Ей вдруг припомнился последний спектакль ее в Москве, когда ей шикали и свистали. Но как это шиканье, так поразившее и возмутившее ее тогда, было лучше тех жиденьких, ленивых аплодисментов, которыми проводили ее сегодня! Тогда это была месть, ревность, наказание ей от оскорбленной ее изменой толпы, а сегодня это было просто обидное, полупрезрительное равнодушие к ней.
И ей стало так стыдно, так мучительно стыдно самой себя, что она вспыхнула до слез и быстро, закрыв лицо руками, отвернулась от зеркала, пред которым стояла, чтобы только не видеть своего лица, которое в эту минуту было ей противно.

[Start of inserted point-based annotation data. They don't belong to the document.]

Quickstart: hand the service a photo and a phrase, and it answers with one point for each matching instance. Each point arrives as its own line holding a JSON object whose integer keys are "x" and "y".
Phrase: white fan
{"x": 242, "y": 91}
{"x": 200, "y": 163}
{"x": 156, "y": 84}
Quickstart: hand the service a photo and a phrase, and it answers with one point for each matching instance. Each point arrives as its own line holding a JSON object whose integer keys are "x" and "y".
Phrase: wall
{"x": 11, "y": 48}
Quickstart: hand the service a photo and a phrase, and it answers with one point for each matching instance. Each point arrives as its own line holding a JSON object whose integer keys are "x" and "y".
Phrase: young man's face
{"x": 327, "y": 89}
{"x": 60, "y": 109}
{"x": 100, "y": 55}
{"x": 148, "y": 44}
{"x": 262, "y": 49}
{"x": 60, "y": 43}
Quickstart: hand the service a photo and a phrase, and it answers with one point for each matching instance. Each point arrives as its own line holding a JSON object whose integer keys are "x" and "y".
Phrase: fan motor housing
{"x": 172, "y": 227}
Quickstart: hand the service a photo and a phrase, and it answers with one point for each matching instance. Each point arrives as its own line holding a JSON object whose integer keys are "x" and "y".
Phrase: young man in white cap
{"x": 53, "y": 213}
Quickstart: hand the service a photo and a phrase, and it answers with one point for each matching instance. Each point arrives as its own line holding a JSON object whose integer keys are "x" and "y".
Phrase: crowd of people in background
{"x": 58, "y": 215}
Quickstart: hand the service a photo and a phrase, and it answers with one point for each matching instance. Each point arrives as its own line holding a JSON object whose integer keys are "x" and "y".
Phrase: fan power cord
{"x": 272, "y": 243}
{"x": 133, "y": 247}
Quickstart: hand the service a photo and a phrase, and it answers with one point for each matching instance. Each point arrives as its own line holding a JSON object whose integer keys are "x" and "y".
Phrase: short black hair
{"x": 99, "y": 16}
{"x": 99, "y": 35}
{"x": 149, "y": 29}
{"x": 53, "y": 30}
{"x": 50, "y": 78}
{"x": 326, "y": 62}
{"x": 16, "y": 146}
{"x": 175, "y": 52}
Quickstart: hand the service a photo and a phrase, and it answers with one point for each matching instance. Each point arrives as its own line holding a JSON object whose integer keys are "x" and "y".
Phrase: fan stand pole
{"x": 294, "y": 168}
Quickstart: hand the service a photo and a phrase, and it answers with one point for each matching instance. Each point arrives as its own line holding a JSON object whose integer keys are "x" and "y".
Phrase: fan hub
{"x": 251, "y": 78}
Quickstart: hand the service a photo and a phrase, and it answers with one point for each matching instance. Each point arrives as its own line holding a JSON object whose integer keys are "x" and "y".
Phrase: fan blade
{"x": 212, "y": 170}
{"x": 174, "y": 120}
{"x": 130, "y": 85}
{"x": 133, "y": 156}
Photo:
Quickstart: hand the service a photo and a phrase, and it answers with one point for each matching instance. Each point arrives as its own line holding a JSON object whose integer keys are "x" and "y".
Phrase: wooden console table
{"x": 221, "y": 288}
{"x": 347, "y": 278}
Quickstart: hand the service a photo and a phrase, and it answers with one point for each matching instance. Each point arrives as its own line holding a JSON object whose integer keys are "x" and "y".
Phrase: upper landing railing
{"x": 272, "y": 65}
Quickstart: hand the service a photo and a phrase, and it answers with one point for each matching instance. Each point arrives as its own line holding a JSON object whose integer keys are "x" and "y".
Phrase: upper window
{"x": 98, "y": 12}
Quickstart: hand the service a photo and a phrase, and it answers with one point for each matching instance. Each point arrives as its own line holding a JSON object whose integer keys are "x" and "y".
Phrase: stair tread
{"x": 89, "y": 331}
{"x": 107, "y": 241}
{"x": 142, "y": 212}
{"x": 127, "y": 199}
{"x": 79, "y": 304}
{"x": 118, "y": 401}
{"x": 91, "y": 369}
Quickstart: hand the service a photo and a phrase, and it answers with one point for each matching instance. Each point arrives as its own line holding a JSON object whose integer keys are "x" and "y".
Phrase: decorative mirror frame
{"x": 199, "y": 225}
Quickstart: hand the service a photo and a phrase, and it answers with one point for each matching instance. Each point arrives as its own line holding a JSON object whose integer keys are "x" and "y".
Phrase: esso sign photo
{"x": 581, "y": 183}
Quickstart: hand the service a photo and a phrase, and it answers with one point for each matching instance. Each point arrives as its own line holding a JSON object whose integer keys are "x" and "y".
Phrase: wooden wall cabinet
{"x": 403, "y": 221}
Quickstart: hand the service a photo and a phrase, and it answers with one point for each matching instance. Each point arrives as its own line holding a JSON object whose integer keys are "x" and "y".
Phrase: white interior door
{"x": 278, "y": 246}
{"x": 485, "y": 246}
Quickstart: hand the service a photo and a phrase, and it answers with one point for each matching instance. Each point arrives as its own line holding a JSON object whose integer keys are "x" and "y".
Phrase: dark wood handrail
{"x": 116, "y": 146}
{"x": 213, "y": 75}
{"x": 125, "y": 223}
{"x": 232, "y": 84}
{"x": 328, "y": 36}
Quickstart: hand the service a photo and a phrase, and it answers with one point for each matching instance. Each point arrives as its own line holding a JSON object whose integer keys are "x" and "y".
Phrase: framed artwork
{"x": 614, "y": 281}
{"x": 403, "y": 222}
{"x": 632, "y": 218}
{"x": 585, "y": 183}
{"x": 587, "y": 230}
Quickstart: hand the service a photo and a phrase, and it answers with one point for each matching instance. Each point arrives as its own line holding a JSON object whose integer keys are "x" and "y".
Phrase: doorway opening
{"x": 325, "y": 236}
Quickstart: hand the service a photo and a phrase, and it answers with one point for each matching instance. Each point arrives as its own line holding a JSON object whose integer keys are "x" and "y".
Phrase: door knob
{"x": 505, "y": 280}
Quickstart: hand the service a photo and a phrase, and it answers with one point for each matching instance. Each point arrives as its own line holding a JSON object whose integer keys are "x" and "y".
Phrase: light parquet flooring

И все это из-за него, это он постепенно убил в ней артистку! Господи, неужели же это правда?.. Неужели же ее талант, этот прекрасный талант, который она обожала в самой себе, который был до сих пор ее счастьем, ее гордостью, погиб совсем, погиб без возврата!
– Так нет же! – воскликнула она вдруг страстно и решительно. – Нет, я брошу его, – и мой талант снова вернется ко мне. Брошу! Брошу! – крикнула она почти с ненавистью, сжимая руками сердце, потому что почувствовала, как мучительная тоскливая боль заныла в нем, едва она сказала эти слова. – А! – говорила она себе, с каким-то злорадством, и не столько себе, как той другой «женщине в себе», которую так презирала и ненавидела и которую до сих пор все-таки не могла осилить. – А! Так ты думала, что я всегда буду подчиняться тебе, что у меня уж нет больше воли бороться с тобой! Так лжешь же, лжешь! Назло тебе брошу его и не дам тебе больше властвовать над собою. А! Тебе больно! А мне, мне не больно? – И она встала с гневно горящими глазами и неколеблющимися шагами вышла из своей уборной и пошла прямо к Барсукову.
Барсуков был один и, стоя, уже переодевшись, пред зеркалом, повязывал себе галстух. Он удивился, увидев ее в дверях, и удивился не столько ее приходу, сколько тому жесткому, странному выражению, которое было в ее лице.
– Послушай, – сказала она глухо, – я еду!
Барсуков молча посмотрел на нее удивленными, почти растерянными глазами, и сразу понял, что с ней и что повлияло на ее решение. Но ему сейчас же пришло в голову, что это говорит в ней простой порыв первого неприятного впечатления, а завтра она опять опомнится и откажется.
– Нет, Оленька, – сказал он, с недоверием покачивая головой, – не поедешь ты, милая.
– Поеду! – крикнула она, гневно ударяя рукой по столу. – Поеду, – повторила она тише, но еще тверже, – ты видел, что было сегодня… Как же мне не ехать после этого? Нет, бежать, бежать, пока еще не все пропало!
Но она не договорила и, вдруг уронив голову на руки, страстно зарыдала.
Барсуков с глубокой жалостью смотрел на нее. Он то растерянно кидался за водой, то принимался, лаская, как ребенка, успокаивать ее…
– Только, Оленька, как же, – начал он смущенно, когда, выпив воды, она слегка успокоилась и хотела уйти, – ведь я завтра еду, у меня уж все готово…
Ольга остановилась на мгновение в дверях, и по лицу ее разлилось опять выражение боли и страдания, но она пересилила себя и слабо махнула рукой.
– И я завтра, – проговорила она дрогнувшим голосом и, шатаясь, точно после болезни, вышла от него.